I have focused mainly on using learning management systems, because that is what most institutions currently have, and LMSs provide an adequate ‘framework’ within which the key processes of teaching and learning can be managed, whatever the mode of delivery. I have more difficulty with integrating lecture capture within the nine steps, because the pedagogy they require is not suitable for developing the skills needed in a digital age.

But if you get the fundamentals of the nine steps right, they will transfer well to the use of new tools, and the design of new courses and new programs; if they don’t transfer well, such tools are likely to be a passing fad and will eventually fade away in education, because they don’t enable the key processes that support learning for a digital age. For example, MOOCs may reach hundreds of thousands of students, but if there is no suitable communication with or ‘online presence’ from an instructor, then most students will fail or lose interest (as is the case at the moment), unless there is significant support from other, more experienced, co-learners, as in cMOOCs. However, this support needs to be structured and organised for effective learning to take place.

The approach I have suggested is quite conservative, and some may wish to jump straight into what I would call second generation flexible learning, based on social media such as mobile learning, blogs and wikis, and so on. These do offer intriguing new possibilities and are worth exploring. Nevertheless, whether or not an LMS is used, for learning leading to qualifications, it is important to remember that most students need:

  • well-defined learning goals;
  • a clear timetable of work, based on a well-structured organization of the curriculum;
  • manageable study workloads appropriate for their conditions of learning;
  • regular instructor communication and presence;
  • a social environment that draws on, and contributes to, the knowledge and experience of other students;
  • a skilled teacher or instructor;
  • other motivated learners to provide mutual support and encouragement.

There are many different ways these criteria can be met, with many different tools.

Key Takeaways

1. For the purposes of this book, quality is defined as: teaching methods that successfully help learners develop the knowledge and skills they will require in a digital age.

2. Formal national and institutional quality assurance processes do not guarantee quality teaching and learning. In particular, they focus on past ‘best’ practices, processes to be done before actual teaching, and often ignore the affective, emotional or personal aspects of learning. Nor do they focus particularly on the needs of learners in a digital age.

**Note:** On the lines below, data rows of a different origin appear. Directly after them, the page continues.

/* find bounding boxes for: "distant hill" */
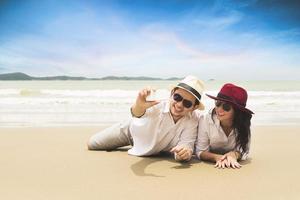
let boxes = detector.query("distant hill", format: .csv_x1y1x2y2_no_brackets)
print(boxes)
0,72,180,81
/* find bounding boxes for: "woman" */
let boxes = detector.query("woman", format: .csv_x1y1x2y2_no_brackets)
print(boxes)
88,76,204,161
196,83,254,168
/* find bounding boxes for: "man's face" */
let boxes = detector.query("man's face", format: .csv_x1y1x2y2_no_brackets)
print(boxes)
170,88,196,122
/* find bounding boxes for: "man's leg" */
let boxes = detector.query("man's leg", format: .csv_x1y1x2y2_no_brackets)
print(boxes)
88,123,132,150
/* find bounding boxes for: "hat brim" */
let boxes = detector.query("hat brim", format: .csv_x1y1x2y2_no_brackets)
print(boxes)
205,94,254,114
173,86,205,110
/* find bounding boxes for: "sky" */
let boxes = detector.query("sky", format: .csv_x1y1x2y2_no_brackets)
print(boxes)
0,0,300,80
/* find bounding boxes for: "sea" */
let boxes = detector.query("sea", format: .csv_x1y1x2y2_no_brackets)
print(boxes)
0,80,300,127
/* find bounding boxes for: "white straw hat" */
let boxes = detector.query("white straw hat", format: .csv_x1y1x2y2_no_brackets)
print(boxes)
175,76,204,110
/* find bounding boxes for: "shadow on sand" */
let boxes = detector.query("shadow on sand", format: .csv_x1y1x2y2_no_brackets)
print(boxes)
130,153,197,177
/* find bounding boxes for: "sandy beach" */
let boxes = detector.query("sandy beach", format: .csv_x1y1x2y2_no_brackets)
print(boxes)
0,126,300,200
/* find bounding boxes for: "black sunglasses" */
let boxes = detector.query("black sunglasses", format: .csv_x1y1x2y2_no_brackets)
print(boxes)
215,101,232,112
173,93,193,108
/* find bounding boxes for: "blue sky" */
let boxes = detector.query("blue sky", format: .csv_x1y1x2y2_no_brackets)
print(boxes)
0,0,300,80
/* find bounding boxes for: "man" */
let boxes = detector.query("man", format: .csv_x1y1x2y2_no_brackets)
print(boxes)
88,76,204,161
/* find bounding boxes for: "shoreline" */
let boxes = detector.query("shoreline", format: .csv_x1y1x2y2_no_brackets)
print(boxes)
0,126,300,200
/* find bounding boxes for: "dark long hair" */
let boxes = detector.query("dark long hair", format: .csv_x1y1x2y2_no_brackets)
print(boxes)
211,106,252,154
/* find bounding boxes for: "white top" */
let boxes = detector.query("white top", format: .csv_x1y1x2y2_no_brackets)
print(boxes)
196,111,250,160
128,101,198,156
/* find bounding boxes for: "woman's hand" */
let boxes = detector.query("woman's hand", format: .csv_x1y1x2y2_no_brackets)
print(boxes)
215,151,242,169
170,146,193,161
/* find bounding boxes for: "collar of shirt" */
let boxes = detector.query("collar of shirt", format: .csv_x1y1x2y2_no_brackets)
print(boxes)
162,101,192,119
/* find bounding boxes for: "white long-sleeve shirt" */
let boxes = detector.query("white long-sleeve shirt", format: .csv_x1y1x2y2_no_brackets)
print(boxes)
128,101,198,156
195,112,250,160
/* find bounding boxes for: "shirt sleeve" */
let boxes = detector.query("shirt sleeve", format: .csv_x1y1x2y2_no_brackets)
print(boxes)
195,116,210,159
235,137,251,160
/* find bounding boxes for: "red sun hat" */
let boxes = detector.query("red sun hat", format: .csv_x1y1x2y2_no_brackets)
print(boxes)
206,83,254,114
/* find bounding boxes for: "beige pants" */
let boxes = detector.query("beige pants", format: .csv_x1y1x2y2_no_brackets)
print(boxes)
88,121,133,150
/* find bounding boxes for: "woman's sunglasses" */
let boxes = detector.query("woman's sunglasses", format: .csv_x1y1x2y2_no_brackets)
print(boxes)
215,101,232,112
173,93,193,108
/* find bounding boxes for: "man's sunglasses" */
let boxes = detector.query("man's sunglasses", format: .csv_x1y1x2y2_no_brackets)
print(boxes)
173,93,193,108
215,101,232,112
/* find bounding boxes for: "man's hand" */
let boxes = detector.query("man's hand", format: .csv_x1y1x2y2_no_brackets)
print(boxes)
131,88,159,117
170,146,193,161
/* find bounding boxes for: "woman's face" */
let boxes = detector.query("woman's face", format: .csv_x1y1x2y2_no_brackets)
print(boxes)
170,88,196,122
215,100,234,122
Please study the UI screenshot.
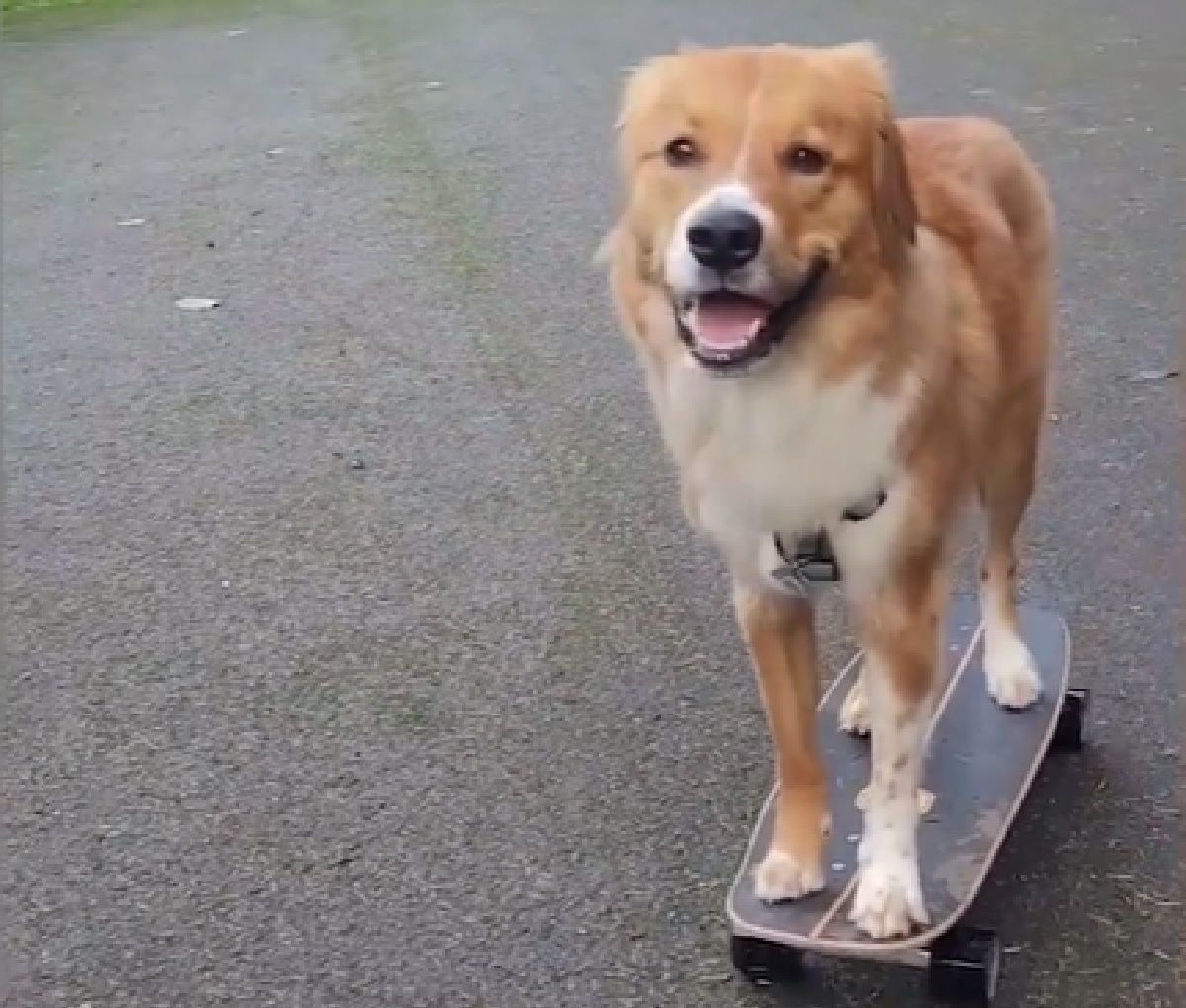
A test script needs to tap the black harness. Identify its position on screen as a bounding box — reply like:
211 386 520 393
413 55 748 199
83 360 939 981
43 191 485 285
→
773 490 886 592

3. New technologies and the needs of learners in a digital age require a re-thinking of traditional campus-based teaching, especially where it is has been based mainly on the transmission of knowledge. This means re-assessing the way you teach and determining how you would really like to teach in a digital age. This requires imagination and vision rather than technical expertise.

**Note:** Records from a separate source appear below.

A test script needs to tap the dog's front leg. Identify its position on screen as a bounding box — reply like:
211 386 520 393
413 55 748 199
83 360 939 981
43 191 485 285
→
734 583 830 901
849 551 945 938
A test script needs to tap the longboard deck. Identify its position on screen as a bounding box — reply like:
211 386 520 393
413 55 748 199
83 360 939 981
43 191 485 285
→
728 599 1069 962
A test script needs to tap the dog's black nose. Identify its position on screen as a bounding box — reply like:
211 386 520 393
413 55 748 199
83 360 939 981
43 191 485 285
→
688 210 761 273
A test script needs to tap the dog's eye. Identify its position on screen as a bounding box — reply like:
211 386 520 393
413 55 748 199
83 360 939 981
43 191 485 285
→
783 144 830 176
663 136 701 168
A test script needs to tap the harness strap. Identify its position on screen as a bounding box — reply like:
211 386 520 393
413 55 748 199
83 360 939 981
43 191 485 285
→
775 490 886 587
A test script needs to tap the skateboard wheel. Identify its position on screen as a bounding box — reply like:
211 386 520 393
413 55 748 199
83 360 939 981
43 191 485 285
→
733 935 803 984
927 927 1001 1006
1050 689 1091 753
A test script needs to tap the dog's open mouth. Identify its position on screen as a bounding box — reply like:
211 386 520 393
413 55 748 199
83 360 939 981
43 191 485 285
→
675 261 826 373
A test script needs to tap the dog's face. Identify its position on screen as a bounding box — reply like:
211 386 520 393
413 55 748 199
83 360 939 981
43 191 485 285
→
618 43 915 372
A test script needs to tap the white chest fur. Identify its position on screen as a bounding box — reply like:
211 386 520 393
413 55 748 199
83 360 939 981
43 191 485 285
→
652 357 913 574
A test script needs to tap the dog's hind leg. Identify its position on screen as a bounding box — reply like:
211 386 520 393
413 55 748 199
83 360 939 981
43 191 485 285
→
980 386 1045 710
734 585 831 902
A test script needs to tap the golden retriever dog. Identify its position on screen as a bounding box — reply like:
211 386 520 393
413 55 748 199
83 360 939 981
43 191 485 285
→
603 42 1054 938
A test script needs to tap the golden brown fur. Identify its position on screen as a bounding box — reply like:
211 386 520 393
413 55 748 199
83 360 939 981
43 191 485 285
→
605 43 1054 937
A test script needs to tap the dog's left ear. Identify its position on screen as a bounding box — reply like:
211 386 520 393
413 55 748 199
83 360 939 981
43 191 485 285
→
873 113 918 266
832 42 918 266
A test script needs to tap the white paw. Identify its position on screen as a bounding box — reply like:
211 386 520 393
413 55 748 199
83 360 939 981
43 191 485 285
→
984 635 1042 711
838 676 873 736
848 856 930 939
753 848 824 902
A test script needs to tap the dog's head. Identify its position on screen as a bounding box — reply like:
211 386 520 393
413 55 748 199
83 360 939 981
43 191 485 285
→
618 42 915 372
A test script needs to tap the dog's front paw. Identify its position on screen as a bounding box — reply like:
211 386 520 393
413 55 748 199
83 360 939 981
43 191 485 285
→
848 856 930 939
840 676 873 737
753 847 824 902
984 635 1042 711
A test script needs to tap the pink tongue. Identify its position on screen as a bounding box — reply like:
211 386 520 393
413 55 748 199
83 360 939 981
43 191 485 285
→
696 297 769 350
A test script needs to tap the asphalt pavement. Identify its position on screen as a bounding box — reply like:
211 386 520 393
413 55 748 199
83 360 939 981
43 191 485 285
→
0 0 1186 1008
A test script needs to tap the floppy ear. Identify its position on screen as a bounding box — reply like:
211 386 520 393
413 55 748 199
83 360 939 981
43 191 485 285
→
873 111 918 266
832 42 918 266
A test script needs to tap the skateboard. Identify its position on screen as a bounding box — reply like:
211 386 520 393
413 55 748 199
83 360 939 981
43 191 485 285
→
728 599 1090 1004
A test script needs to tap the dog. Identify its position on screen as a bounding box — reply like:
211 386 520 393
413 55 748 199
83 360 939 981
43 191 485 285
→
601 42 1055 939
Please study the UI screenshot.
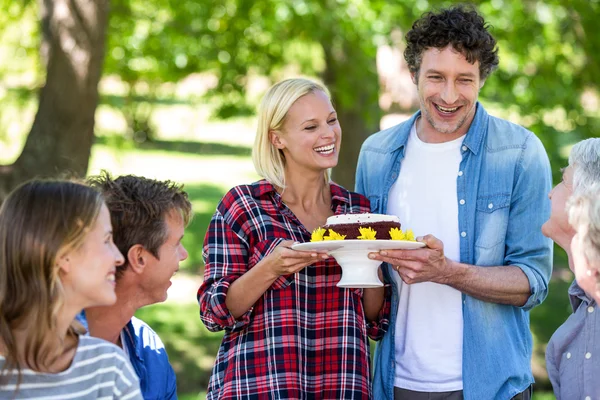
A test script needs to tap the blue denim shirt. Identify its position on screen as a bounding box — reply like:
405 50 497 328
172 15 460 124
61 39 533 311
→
77 311 177 400
356 103 552 400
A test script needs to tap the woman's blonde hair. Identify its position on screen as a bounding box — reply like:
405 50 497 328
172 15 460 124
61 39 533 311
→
252 78 331 189
0 180 104 385
567 183 600 292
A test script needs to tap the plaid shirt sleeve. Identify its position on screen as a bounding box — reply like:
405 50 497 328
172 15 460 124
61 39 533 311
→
198 192 253 332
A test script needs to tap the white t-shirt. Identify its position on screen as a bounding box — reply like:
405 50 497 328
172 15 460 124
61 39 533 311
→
387 121 464 392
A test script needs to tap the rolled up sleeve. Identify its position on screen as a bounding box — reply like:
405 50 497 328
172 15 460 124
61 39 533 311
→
367 284 392 340
505 134 552 310
197 210 253 332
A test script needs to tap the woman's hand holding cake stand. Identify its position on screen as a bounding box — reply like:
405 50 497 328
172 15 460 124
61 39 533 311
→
262 240 330 280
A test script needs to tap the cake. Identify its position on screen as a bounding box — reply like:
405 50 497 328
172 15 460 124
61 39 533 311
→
311 213 414 242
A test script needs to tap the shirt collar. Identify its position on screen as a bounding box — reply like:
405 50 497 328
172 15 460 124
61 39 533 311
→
252 179 350 208
123 320 142 361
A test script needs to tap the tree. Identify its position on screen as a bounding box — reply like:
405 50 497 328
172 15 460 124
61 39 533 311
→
0 0 109 200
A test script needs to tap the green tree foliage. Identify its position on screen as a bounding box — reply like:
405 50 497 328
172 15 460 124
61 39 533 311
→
0 0 600 187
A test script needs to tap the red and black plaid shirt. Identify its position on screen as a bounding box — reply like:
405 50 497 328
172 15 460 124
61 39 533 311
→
198 180 390 399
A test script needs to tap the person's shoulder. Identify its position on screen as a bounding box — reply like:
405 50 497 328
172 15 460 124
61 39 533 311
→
77 335 127 360
487 115 541 149
128 317 167 357
221 179 275 205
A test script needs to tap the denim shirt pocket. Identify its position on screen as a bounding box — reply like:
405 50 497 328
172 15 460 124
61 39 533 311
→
248 238 295 290
475 193 510 249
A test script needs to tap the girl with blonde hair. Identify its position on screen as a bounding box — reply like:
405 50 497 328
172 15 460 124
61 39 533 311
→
0 180 142 399
198 79 389 399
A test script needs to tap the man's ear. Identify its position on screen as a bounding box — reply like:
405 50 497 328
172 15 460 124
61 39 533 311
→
410 72 419 85
127 244 150 274
269 130 285 150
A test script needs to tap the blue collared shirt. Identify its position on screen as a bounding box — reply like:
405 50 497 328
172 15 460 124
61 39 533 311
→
356 103 552 400
77 311 177 400
546 281 600 400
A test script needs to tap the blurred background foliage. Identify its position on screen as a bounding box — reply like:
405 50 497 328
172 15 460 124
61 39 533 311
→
0 0 600 398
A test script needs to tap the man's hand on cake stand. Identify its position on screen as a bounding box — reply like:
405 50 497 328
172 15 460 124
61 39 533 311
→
369 235 452 284
257 240 330 279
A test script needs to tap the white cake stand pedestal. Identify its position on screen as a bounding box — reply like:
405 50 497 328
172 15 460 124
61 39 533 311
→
292 239 425 288
329 249 383 288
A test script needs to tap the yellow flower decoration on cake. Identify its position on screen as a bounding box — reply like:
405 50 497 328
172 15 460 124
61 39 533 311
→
357 228 377 240
310 227 325 242
390 228 416 242
390 228 405 240
323 229 346 240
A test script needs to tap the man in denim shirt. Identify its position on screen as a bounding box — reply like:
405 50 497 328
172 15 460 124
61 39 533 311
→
356 7 552 400
78 172 191 400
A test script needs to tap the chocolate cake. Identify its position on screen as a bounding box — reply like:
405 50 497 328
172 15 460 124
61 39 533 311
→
323 213 400 240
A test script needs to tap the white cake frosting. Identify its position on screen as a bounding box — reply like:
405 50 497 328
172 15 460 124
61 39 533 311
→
326 213 400 225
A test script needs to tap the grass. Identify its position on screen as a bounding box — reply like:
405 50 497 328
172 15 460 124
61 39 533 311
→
0 90 570 400
90 123 570 400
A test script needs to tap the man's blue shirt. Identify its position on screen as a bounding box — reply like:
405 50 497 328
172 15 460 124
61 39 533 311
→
356 103 552 400
77 311 177 400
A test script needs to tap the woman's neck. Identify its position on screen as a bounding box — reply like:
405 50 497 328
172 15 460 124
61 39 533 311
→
279 173 331 210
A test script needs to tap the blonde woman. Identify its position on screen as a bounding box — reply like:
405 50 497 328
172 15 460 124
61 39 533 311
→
0 181 142 399
569 184 600 304
198 79 389 399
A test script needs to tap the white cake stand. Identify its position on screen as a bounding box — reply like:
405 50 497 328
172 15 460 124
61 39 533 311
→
292 239 425 288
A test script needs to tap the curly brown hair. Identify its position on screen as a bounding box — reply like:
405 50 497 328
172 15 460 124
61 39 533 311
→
88 171 192 279
404 5 498 80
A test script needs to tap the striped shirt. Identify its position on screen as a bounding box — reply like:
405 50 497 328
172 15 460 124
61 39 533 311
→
198 180 390 400
0 336 143 400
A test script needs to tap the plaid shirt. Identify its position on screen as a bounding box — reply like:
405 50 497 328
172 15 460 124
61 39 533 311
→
198 180 390 399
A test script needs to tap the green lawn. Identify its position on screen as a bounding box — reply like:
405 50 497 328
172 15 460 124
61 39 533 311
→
90 130 570 400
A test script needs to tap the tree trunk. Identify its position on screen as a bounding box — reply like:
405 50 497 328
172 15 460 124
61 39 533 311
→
0 0 109 201
323 36 381 190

4. It is important to determine the most appropriate mode of delivery, based on teaching philosophy, the needs of students, the demands of the discipline, and the resources available.

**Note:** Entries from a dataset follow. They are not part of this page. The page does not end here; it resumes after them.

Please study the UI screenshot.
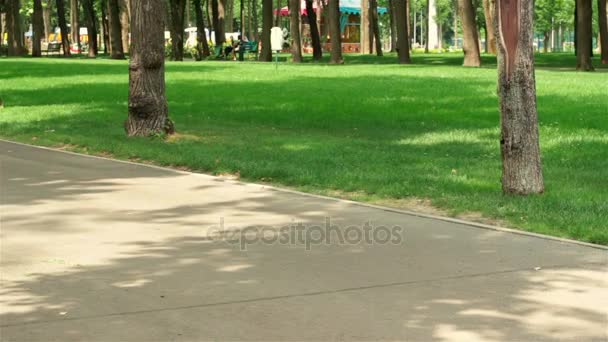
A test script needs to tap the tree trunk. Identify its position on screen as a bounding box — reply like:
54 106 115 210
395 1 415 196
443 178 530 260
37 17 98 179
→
55 0 71 57
388 0 397 52
170 0 186 61
458 0 480 67
360 0 373 55
192 0 211 61
211 0 226 47
70 0 80 53
369 0 382 57
394 0 411 64
120 0 129 53
108 0 125 59
42 0 53 40
327 0 344 64
31 0 44 57
125 0 174 136
289 0 302 63
496 0 544 195
576 0 593 71
260 0 273 62
597 0 608 64
101 0 110 54
483 0 496 55
82 0 98 58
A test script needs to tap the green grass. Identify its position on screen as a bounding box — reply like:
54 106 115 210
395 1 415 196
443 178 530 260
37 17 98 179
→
0 54 608 244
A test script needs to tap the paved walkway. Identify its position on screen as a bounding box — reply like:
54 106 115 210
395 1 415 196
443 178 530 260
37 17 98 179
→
0 142 608 341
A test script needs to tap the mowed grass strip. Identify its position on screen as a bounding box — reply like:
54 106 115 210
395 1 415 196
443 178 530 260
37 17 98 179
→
0 54 608 244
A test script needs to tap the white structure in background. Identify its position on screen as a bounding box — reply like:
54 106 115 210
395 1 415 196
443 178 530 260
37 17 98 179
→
427 0 441 49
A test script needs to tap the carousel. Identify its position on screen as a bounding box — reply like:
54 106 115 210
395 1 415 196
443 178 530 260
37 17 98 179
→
275 0 388 53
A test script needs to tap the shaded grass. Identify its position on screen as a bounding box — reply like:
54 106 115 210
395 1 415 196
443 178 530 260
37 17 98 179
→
0 54 608 244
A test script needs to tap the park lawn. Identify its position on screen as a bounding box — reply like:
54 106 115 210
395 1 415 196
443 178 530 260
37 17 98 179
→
0 54 608 244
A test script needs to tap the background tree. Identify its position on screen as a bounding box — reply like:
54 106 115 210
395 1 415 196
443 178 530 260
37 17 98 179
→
32 0 44 57
458 0 480 67
304 0 323 61
483 0 496 55
70 0 80 51
107 0 125 59
369 0 382 57
289 0 302 63
576 0 593 71
125 0 174 136
327 0 344 64
597 0 608 64
192 0 211 61
169 0 186 61
81 0 98 58
393 0 411 64
496 0 544 195
260 0 272 62
55 0 71 57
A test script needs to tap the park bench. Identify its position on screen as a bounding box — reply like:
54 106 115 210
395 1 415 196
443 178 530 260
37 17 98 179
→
44 43 61 56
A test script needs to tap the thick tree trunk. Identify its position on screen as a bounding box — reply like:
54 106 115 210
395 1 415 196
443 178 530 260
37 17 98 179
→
42 0 53 40
369 0 382 57
597 0 608 64
306 0 323 61
359 0 373 55
458 0 480 67
70 0 80 51
82 0 98 58
170 0 186 61
483 0 496 55
211 0 226 46
496 0 544 195
125 0 174 136
576 0 593 71
55 0 71 57
289 0 302 63
120 0 131 53
260 0 273 62
394 0 411 64
32 0 44 57
388 0 397 52
327 0 344 64
108 0 125 59
192 0 211 61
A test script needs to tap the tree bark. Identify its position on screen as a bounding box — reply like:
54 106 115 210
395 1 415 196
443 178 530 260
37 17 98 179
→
289 0 302 63
369 0 382 57
82 0 98 58
32 0 44 57
170 0 186 61
70 0 80 52
120 0 131 53
394 0 411 64
496 0 544 195
327 0 344 64
259 0 273 62
125 0 174 136
108 0 125 59
192 0 211 61
359 0 373 55
483 0 496 55
576 0 593 71
55 0 71 57
597 0 608 64
211 0 226 47
458 0 480 67
306 0 323 61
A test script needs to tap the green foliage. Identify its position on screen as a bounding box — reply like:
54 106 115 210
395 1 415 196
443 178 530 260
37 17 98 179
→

5. It is best to work in a team. Blended and especially fully online learning require a range of skills that most instructors are unlikely to have. Good course design not only enables students to learn better but also controls faculty workload. Courses look better with good graphic and web design and professional video production. Specialist technical help frees up instructors to concentrate on the knowledge and skills that students need to develop.

6. Full use should be made of existing resources, including institutionally-supported learning technologies, open educational resources, learning technology staff, and the experience of your colleagues.

7. The main technologies you will be using should be mastered, so you are professional and knowledgeable about their strengths and weaknesses for teaching.

8. Learning goals that are appropriate for learners in a digital age need to be set. The skills students need should be embedded within their subject domain, and these skills should be formally assessed.

9. A coherent and clearly communicable structure and learning activities for a course should be developed that are manageable in terms of workload for both students and instructor.

10. Regular and on-going instructor/teacher presence, especially when students are studying partly or wholly online, is essential for student success. This means effective communication between teacher/instructor and students. It is particularly important to encourage inter-student communication, either face-to-face or online.

11. The extent to which the new learning goals of re-designed courses aimed at developing the knowledge and skills needed in a digital age have been achieved should be carefully evaluated and ways in which the course could be improved should be identified.